Tuesday, February 8, 2011

Parties Matter

I don't really have much to add to Jamelle Bouie's excellent posts about "moderate" Republican presidential candidates and the incentives involved in seeking the GOP nomination. As he says:
[W]hen looking at the dynamics of a presidential primary, candidate history can only go so far. More important are the party constituencies and interests that shape the dynamics and incentives of a nominating contest. As governor of Minnesota, Pawlenty built a moderate image and governed from the center-right, but as a Republican candidate for president, Pawlenty will adjust to the issue priorities of the conservative coalition. And if he wins the nomination and the presidency, those priorities -- as well as his own issue emphases --- will be the best guide to his actions.
That's exactly correct.

The current fight for the GOP nomination has very little in common with, say, the fights in the 1940s and 1950s between the Eastern Establishment of the party and the conservatives. That fight basically ended for good in 1980. There are different groups and interests within the party, and sometimes there are fault lines that force politicians to choose between them, but whoever gets nominated is going to be basically responding to the same groups. The remaining questions are more about strategy and tactics than they are about either basic philosophy or which interests will be represented by a Republican White House. 

The one place I could imagine a real difference between candidates would be on foreign policy; there are serious rifts between (warning: shorthand, overly simplistic names) realists and idealists, with substantial policy implications at stake. However, I very much doubt that we'll see that seriously debated in the GOP primaries. It's much more likely that instead we'll see candidates competing for who can mouth the toughest-sounding cliches, while muddling through on actual policy. 

Beyond that, you can expect lots of attempts by candidates who basically occupy the same space to differentiate themselves without moving at all out of that space. So: not about, say, who is for cutting spending, but lots of symbolic stuff to show that a candidate is most for cutting spending.


  1. serious rift of foreign policy?

    Hmm. Straw man. Glenn Beck is crazy, but I don't see many people really following him on this.

  2. No, I'm not thinking of Beck. I'm thinking about basically the George H.W. Bush realists vs. the George W. Bush idealists (again, those words don't quite do the job, but I'm not sure "neocon" is any better, and I'm trying to stick to shorthand here. A synthesis is possible, and muddling through is possible, but there really are significant differences.

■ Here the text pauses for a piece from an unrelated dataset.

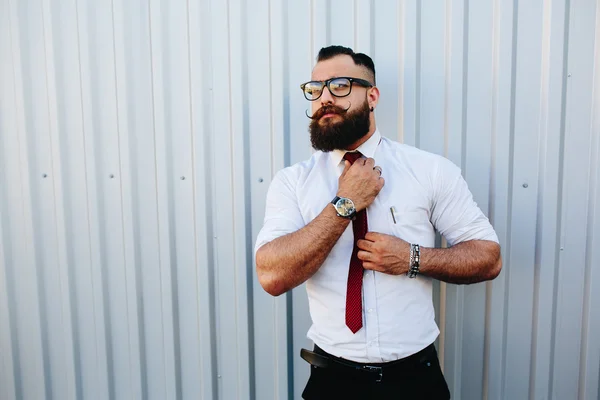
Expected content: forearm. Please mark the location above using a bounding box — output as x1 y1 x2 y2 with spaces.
419 240 502 284
256 205 350 296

  3. the shorthand is tripping you up.

    Foreign policy ultimately isn't about parties -- it is about disposition. Some people are weak (George W) and tend to last out; others are indecisive (Carter and Obama); yet others are process (Geroge HW and H. Clinton).

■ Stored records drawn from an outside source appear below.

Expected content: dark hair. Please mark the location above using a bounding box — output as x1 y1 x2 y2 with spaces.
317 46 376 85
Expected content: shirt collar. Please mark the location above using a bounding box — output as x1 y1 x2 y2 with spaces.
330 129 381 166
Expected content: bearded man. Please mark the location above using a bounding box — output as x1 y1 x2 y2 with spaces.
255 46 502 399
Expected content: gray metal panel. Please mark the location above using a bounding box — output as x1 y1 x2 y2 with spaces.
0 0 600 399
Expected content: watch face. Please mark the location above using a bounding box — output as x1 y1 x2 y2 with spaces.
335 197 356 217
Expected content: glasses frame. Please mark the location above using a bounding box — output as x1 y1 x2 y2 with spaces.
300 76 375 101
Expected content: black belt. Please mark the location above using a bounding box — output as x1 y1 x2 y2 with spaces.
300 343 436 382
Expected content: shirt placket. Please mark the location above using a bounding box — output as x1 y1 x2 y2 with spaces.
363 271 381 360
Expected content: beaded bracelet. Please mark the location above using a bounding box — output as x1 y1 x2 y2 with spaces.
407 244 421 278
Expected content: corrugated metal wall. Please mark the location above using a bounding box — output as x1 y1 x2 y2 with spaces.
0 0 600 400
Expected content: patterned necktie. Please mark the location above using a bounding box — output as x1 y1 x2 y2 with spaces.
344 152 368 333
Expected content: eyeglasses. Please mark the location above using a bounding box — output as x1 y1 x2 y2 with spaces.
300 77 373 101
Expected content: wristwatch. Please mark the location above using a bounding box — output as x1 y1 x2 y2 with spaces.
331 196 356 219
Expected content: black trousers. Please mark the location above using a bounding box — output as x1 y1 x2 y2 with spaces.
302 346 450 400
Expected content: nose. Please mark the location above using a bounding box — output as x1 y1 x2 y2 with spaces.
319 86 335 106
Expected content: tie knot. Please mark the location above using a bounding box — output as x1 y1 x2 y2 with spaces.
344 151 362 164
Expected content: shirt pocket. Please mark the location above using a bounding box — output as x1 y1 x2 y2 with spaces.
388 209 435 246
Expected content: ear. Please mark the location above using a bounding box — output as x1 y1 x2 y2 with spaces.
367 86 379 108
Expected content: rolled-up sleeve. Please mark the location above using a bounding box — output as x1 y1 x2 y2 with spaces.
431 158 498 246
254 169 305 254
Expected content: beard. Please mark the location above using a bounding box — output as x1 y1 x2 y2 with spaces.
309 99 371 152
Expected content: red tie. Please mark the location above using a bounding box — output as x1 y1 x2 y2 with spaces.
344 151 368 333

    What is interesting about Obama is he is a bit more direct in allowing party actors into the foreign policy apparatus (see Donnilon).

    But coming up with false labels and then trying to ascribe subscriptions to them is a fools game.

  4. Agree totally with you and Jamelle, Jonathan. But I would add that what you describe in the GOP '12 primaries is what we had on our side in '08. There was very little ideological or issue separation between the candidates, and personal identities and resumes ruled. It was a nomination decided by the 1st black Prez vs. the 1st woman; someone with stunning charisma vs. a field that lacked it; and someone who opposed the Irsq War at the start vs. someone who voted for it. On issues going forward (as opposed to looking back, like on Iraq), disagreement on teh individual mandate was the only thing that got major political media attention, and even then it didn't get much attention from primary voters.

  5. Jayant, I mostly agree with you---with a couple of quibble:

    *Charisma is, in my view, an overused word. Obama's closest competitors (Clinton and Edwards, especially Edwards) were/could be charismatic, inspiring speakers too.

    Obama was able to nab the anti-Iraq War faction of the party. (Just as there's always room for a social conservative in Republican primaries, there's always room for a "peace" candidate in Democratic primaries.)

    Next, Obama was able to organize---people and even more importantly money. It was clear from the 3Q 2007 fundraising reports that Obama would be able to fund a Super Tuesday campaign if he won in Iowa or New Hampshire (traditionally the shoals on which Democratic insurgent campaigns crash, e.g., Howard Dean).

    Finally, Obama's campaign had a strategy they were able to implement for February 2008 by which they won delegate-rich caucus states disproportionately. In retrospect, the key strategic error by the Clinton campaign was not recognizing the full implications of the 3Q 2007 fundraising reports, and developing a "Plan B" for a drawn-out primary battle.